Las críticas en la prensa nacional a Elektra en el Real

Los críticos empiezan con bastante dureza el curso del Real, hasta el punto que casi la más benévola es la de Gonzalo Alonso. Se las vamos trayendo.

EL MUNDO:
Es peligroso mirar al interior
Las casi dos décadas que lleva encima el montaje de Grüber mantiene, sobre todo, el sugestivo decorado de Anselm Kiefer, y una cierta elegancia de concepto, pero parece haber perdido cualquier atisbo de dirección de actores. Electra aparece como una Cenicienta desastrada e indiferente a los demás, sin la dolorosa angustia de la mujer trágica. Su madre poco tiene de la reina parricida, convertida aquí en una abuelita que necesita un somnífero y un vaso de leche caliente. La hermana (Manuela Uhl) es la única que, con su vestido blanco, su cabellera negra y sus zapatitos de colegiala, comunica el espanto de la joven que se empeña en olvidar, o sea que está dispuesta a vivir por encima de todo. Cree sensatamente que a los padres no es preciso asesinarlos, y que no puede uno cargar con las culpas de una estirpe que actúa como un lastre opresivo.

Es lástima que la dirección escénica no ayude a la protagonista, una Jane Henschel vocalmente vigorosa que debe apechugar también con un atuendo que no le favorece. También su víctima, la madre convertida en anciana insomne, encuentra en Christine Goerke una intérprete ajustada, que debe cantar sola, pues apenas se le permite un mínimo intercambio con su verdugo. De lo que se desprende que se ha preferido el salón al matadero.

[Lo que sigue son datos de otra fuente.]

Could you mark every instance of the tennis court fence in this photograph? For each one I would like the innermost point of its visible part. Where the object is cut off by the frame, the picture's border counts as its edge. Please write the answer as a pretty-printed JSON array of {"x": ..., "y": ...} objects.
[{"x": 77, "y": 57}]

Tal vez ha hecho falta que pasara un siglo para comprender que la obra precursora no hacía sino declarar un acta de defunción. Richard Strauss remata aquí la estética romántica con una furia y un regodeo equiparables a la violencia de su protagonista. Electra es la última heroína romántica porque se atreve a poner en cuestión la vida humana en su totalidad. El empeño de matar a su madre no es tanto un acto de venganza como el grito desgarrado de quien no entiende el siniestro designio que la ha arrojado a este mundo. La matricida quiere borrar de la faz de la tierra a la autora de sus días y, de paso, renegar ella misma de su condición femenina. Su rencor no está justificado, pues prescinde de la memoria. Olvida por qué su padre Agamenón fue asesinado. ¿Acaso no sacrificó él a su hermana Ifigenia como la víctima exigida para que el viento soplara y las naves alcanzaran Troya? Pero tal antecedente pertenece a la mitología griega y lo que necesitaba el inicio del Siglo XX era acabar con la estética que tan bien había reflejado las pasiones o pulsiones del hombre.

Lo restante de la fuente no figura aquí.